Why the Opteron still rocks

I am not impressed. The new Intel Nehalem technology was a milestone in chip technology. The quad core, eight threads, Core i7 920 at 2.66GHz has 94 GFlops using SSE3 streaming in the synthetic Sisoft Sandra Whetstone test. That is a hammer [Source] compared to a meager 11.4 GFlops with a dual CPU (single core) 2.8 GHz AMD Opteron 254. But looking at older programs, the Opteron is still OK, actually doing quite well.

In Sciencemark (which is preferring AMD a bit more) the Core i7 at 2.66 Ghz is scoring only little bit higher (total score 1591 blue) and the 5 year old Opteron 2.8 GHz is doing quite well (total score of 1573 RED). The current benchmark was run in a MS virtual machine (overhead 5-10%) and oher sources on the web cite a score between 1600 and 1700 for the Core i7 920 [WEB]. Well still not 3000 or 6000.

Core i7 920 at 2.66GHz
Opteron 254 at 2.80 Ghz

So whats the deal? Well first of all the Opteron 254 was released in 2005, thats almost 4 years ago and the Core i7 920 was introduced some months ago in 2009. Older applications are mostly single threaded and certainly do not use the 4 cores of the Core i7. So older applications will not run much faster, see above, GHz still count. In integer performance for example in SuperPi (mod1.5) the Core i7 2.66 Ghz runs the 1M Pi calculation in 15 seconds, the Opteron 254 at 2.8 Ghz needs 30 seconds.

The silly fact is that a lot of new software is still single threaded and many programmers do not spend a single thought on that, lets say only progressive programmers try to get into parallelization. But with the upcoming 6 and 8 core workstations and the future 80 CPU core (Intel Teraflop) or the GPU streaming cores with literally hundreds and thousands of cores, there needs to be a change.
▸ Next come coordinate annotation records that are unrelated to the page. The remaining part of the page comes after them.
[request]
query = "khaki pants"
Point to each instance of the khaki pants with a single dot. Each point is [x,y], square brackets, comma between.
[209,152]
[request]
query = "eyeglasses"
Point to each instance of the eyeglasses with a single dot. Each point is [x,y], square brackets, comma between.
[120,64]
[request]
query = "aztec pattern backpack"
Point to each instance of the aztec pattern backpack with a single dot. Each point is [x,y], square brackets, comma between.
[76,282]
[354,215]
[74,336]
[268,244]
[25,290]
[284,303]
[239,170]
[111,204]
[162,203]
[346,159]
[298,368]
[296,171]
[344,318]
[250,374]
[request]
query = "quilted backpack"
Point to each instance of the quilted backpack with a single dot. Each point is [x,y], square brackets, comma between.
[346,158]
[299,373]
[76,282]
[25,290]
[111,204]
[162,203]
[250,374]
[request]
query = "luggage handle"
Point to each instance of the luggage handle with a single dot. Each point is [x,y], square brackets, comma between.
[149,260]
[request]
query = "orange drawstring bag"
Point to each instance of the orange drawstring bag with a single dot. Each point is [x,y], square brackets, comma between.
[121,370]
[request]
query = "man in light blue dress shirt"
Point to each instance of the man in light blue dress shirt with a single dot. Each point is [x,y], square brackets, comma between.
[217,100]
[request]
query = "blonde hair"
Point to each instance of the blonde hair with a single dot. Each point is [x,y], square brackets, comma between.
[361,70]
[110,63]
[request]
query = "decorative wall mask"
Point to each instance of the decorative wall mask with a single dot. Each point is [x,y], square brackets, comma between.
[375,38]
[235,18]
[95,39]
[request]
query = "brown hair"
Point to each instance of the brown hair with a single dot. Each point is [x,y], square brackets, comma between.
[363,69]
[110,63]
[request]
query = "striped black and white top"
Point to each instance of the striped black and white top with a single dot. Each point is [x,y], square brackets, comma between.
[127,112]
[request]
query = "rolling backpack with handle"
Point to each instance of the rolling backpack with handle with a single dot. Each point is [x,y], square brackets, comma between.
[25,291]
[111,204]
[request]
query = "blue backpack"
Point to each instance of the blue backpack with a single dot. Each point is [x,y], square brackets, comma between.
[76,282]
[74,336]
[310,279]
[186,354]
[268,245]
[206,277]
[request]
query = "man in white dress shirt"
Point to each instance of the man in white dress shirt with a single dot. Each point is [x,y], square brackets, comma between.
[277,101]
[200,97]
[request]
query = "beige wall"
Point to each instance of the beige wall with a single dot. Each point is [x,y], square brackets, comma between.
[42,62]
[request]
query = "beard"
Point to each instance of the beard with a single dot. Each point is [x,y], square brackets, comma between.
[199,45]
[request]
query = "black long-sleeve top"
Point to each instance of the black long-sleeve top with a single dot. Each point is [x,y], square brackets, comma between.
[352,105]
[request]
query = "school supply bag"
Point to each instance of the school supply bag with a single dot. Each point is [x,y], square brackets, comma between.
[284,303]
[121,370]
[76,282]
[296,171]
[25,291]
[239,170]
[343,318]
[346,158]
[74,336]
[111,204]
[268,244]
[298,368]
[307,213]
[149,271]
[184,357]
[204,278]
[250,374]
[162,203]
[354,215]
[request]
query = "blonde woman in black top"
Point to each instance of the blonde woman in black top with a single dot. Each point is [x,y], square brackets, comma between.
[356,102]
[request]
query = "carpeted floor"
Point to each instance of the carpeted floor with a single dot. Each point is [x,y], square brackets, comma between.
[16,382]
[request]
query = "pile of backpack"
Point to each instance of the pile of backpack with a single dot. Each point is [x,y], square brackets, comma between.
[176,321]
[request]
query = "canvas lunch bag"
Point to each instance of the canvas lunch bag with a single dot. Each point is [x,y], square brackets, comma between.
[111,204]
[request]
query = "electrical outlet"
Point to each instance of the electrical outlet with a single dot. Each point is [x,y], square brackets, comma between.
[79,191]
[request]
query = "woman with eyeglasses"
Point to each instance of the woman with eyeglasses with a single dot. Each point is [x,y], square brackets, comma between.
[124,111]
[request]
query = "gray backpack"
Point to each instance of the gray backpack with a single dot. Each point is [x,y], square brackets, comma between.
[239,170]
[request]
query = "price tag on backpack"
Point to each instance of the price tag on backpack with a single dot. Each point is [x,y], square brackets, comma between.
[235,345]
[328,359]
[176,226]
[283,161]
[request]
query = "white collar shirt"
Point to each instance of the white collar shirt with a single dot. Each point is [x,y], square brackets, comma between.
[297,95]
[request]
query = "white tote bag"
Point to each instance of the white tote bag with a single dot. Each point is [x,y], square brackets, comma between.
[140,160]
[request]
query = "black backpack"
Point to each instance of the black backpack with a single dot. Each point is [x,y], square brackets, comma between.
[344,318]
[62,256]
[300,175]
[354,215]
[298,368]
Unfortunately also several hardware companies closed down, which wanted to bring personal cluster computing for the masses, including Orion Multisystems and SiCortex. So we have to hope that either Intel, AMD or IBM can glue more cores on a CPU and Microsoft, Intel and the open source compiler community can come up with better software solutions and compiler technologies for automatic threading and parallelization. Check out Dr. Dobbs journal which is on the forefront of reporting. To finalize it, I am not impressed with the parallelization capabilities of old software programs, they basically have none. Old applications should be run through an auto-parallelizing compiler and re-compiled with the new SSE2, SSE3 and SSE4 instruction sets.